O Cade entende que tais entidades e associações não podem e não devem influenciar os preços e demais variáveis concorrenciais de seus associados, e tampouco podem construir barreiras ou impor dificuldades à entrada de novas empresas no mercado. Por exemplo: um sindicato não deve discutir com seus associados preços a serem praticados, margens de lucro ideais para a manutenção do negócio, criação de legislações ou normatizações que impeçam ou dificultem o ingresso de novas empresas no mercado, etc. Associações de empresários não podem incentivar um boicote a determinadas empresas (ainda que tais empresas estejam agindo de modo ilegal)[1], não podem promover dificuldades à constituição ou ao desenvolvimento de determinadas empresas, dentre outras práticas que possam limitar ou diminuir a competição.

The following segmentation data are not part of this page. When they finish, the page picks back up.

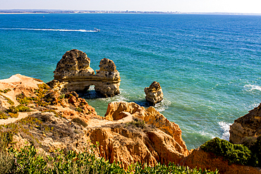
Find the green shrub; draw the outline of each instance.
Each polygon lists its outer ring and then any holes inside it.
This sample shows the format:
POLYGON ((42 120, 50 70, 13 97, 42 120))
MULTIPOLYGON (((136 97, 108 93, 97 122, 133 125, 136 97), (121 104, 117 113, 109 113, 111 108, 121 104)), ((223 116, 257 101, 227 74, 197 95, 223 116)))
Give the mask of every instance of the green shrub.
POLYGON ((253 156, 250 163, 253 166, 261 167, 261 136, 259 136, 250 145, 253 156))
POLYGON ((0 147, 0 173, 10 173, 14 165, 14 159, 6 151, 1 150, 0 147))
POLYGON ((8 116, 2 111, 0 111, 0 119, 7 119, 8 116))
POLYGON ((0 94, 0 95, 6 99, 6 100, 7 100, 7 102, 8 102, 9 104, 11 104, 11 105, 14 105, 14 104, 15 104, 15 103, 13 103, 13 101, 11 101, 9 98, 8 98, 8 97, 5 97, 5 96, 4 96, 4 95, 1 94, 0 94))
POLYGON ((0 92, 7 93, 10 91, 11 91, 11 89, 9 88, 7 88, 7 89, 4 89, 4 90, 0 90, 0 92))
POLYGON ((16 107, 12 106, 10 106, 8 109, 6 110, 8 113, 17 113, 18 112, 30 112, 32 111, 30 108, 20 104, 16 107))
POLYGON ((146 127, 145 122, 140 118, 135 118, 131 122, 128 122, 126 127, 145 128, 146 127))
POLYGON ((46 111, 44 111, 43 112, 52 112, 52 113, 54 113, 55 114, 54 115, 55 117, 61 117, 62 116, 62 115, 61 113, 57 113, 54 109, 46 110, 46 111))
POLYGON ((16 100, 21 104, 28 105, 30 103, 32 103, 32 98, 28 97, 25 95, 24 93, 22 93, 19 95, 16 95, 16 100))
POLYGON ((78 111, 79 113, 83 112, 83 109, 81 109, 80 108, 77 108, 76 111, 78 111))
POLYGON ((212 152, 216 156, 223 156, 229 163, 250 164, 251 151, 242 144, 233 144, 216 137, 206 142, 200 148, 207 152, 212 152))
POLYGON ((8 113, 9 116, 11 118, 18 118, 18 113, 8 113))

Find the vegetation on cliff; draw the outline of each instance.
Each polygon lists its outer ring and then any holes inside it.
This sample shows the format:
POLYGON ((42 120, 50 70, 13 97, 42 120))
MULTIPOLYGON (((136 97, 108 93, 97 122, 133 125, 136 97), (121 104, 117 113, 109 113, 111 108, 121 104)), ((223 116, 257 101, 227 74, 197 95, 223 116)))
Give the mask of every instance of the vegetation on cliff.
MULTIPOLYGON (((26 146, 20 150, 0 148, 0 173, 218 173, 188 167, 157 164, 150 167, 134 163, 127 170, 120 163, 110 163, 104 158, 96 158, 93 151, 77 153, 73 151, 56 150, 44 155, 34 146, 26 146)), ((95 146, 90 148, 94 148, 95 146)))
POLYGON ((218 156, 223 156, 229 163, 261 167, 261 136, 255 139, 246 139, 243 144, 233 144, 215 137, 206 142, 200 148, 218 156))

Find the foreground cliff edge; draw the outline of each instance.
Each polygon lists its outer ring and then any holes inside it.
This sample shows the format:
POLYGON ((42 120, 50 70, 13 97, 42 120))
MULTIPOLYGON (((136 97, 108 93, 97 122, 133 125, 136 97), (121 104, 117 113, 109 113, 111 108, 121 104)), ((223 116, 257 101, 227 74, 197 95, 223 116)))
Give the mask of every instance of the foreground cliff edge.
POLYGON ((112 102, 101 117, 75 92, 59 94, 21 75, 0 80, 0 90, 1 116, 6 118, 0 119, 1 132, 12 132, 16 148, 32 144, 48 154, 57 149, 83 151, 99 142, 97 156, 120 161, 124 168, 135 162, 152 166, 174 162, 221 173, 260 173, 200 149, 188 151, 179 126, 153 107, 112 102))

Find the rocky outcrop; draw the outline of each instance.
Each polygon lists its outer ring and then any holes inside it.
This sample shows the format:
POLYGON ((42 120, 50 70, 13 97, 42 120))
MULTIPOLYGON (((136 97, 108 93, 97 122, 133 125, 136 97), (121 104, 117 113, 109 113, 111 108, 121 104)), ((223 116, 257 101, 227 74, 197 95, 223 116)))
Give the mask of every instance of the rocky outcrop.
POLYGON ((234 121, 230 126, 229 142, 240 144, 246 137, 261 135, 261 104, 234 121))
POLYGON ((149 87, 145 87, 144 92, 146 100, 152 106, 163 100, 163 92, 159 83, 154 81, 149 87))
POLYGON ((178 163, 186 156, 171 136, 152 126, 141 128, 127 122, 90 130, 91 142, 99 142, 99 155, 111 163, 122 162, 124 168, 136 162, 151 166, 159 162, 178 163))
POLYGON ((154 107, 145 109, 134 102, 114 101, 108 104, 105 118, 117 120, 130 114, 142 119, 147 125, 152 125, 170 135, 176 142, 176 149, 181 154, 188 155, 188 151, 181 137, 181 130, 175 123, 169 121, 154 107))
POLYGON ((212 153, 207 153, 201 149, 193 149, 192 153, 182 160, 179 165, 186 166, 190 168, 205 168, 219 173, 231 174, 257 174, 260 173, 260 168, 237 164, 229 164, 223 157, 216 156, 212 153))
POLYGON ((77 49, 66 51, 54 71, 54 79, 48 82, 51 89, 61 92, 87 91, 90 85, 103 97, 113 97, 120 93, 120 73, 113 61, 103 58, 99 70, 90 67, 90 60, 85 53, 77 49))

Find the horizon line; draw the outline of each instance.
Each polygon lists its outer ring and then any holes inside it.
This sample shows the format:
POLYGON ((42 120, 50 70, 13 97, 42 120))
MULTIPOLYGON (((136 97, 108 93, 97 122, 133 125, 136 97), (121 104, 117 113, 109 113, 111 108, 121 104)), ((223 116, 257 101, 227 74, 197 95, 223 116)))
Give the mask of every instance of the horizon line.
POLYGON ((0 13, 169 13, 169 14, 230 14, 261 15, 255 13, 237 12, 182 12, 157 11, 110 11, 110 10, 64 10, 64 9, 0 9, 0 13))

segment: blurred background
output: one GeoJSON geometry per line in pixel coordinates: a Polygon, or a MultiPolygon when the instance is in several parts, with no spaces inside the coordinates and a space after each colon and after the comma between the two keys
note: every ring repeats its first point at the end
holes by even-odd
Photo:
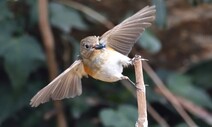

Nos tempos atuais é urgente a mudança de paradigma na atuação das entidades representativas da classe empresarial. A antiga figura da entidade que interferia a todo momento no mercado para resguardar os interesses econômicos privados de seus representados, impondo tabelas, sugerindo preços, margens de lucro, barreiras à entrada de novos competidores, dentre outros meios para proteger a lucratividade de seus associados, deve ceder espaço à nova figura da entidade que desempenha papel ativo na formação intelectual, gerencial e profissional de seus associados, com foco na eficiência, na produtividade e na competitividade. Atuar em sentido contrário poderá custar muito caro não apenas à própria instituição e seus dirigentes, em razão das pesadíssimas multas aplicadas pelo Cade, como também à toda a economia nacional, em termos de perda de competitividade, de produtividade e de estagnação econômica. A competição é a mola mestra da economia de livre mercado. É preciso respeitá-la e preservá-la. Os tempos são outros
[1] Nesse caso, o caminho legalmente cabível seria comunicar as autoridades competentes sobre a atuação ilegal de determinada empresa, eventualmente até sob a alegação de possível concorrência desleal, mas jamais promover diretamente medidas para intimidar ou boicotar tal empresa.